Given all this, as an experienced SQL Developer, I can say that it is better to use hard delete. Soft delete is often a choice for developers who don’t have much deep knowledge of Database skills. But professional DB Admins and SQL Developers recommend using a hard delete.

Many people think that, it is impossible to recover data deleted during hard delete. It is a wrong idea. A professional approach to work is that we must store old values and new values of all tables for the delete or update process. This is a logging mechanism. Actually, large projects should have a detailed logging module. So, we need to create a detailed logging process that can log all user operations too, such as user login, user searching, viewing reports, and other operations. When using soft delete, we can recover only deleted records, but now we will recover deleted and updated records too. Now but this idea has been very nice and very professional. Use hard delete and create a logging mechanism on DB this is the best way. Maybe most developers do not have knowledge about the logging mechanisms on DB. Therefore, they are used soft delete.

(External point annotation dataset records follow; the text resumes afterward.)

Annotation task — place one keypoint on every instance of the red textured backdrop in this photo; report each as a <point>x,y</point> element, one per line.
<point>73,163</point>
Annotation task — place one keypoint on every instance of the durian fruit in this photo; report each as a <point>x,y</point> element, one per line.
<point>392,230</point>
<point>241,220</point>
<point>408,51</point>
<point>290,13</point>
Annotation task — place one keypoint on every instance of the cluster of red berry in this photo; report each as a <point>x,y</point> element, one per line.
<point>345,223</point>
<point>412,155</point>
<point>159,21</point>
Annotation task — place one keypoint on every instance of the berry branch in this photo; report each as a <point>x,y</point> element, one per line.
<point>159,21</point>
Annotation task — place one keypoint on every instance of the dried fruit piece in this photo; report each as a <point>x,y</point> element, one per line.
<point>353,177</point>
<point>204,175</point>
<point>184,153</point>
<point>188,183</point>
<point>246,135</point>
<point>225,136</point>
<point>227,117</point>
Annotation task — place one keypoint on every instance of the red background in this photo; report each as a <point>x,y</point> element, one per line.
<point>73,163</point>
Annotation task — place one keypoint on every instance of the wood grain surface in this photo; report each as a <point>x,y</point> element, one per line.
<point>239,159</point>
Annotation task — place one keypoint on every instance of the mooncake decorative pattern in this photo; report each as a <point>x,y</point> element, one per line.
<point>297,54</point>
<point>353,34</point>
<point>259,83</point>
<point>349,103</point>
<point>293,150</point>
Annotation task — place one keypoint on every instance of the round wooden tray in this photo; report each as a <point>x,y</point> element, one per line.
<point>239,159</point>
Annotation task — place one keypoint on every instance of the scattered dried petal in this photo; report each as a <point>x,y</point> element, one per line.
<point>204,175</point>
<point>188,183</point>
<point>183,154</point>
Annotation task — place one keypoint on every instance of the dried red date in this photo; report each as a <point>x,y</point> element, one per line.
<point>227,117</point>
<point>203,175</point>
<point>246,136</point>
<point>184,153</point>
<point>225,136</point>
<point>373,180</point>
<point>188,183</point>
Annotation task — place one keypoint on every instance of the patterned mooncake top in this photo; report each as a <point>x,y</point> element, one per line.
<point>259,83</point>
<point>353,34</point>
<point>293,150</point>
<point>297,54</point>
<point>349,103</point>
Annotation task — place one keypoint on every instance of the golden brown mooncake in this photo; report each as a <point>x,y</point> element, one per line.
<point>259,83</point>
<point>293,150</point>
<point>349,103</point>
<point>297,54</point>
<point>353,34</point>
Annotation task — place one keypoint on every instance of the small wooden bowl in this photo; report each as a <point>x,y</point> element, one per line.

Modern Databases have a very good opportunity to log data. One of the is PostgreSQL. PostgreSQL has JSON and JSONB types and has a special indexing mode for these types. Another Database has a JSON type too. But PostgreSQL has many functions for converting data to JSON, rows to JSON functions for extracting JSON values and parameters, generating JSON types from other types, converting JSON to other types and more. And the same time PostgreSQL is very faster than other Databases. It is the only database that can overtake almost MongoDB speed in NoSQL capabilities. But PostgreSQL is an advanced, enterprise-class, and open-source relational database system which supports both SQL (relational) and JSON (non-relational) querying.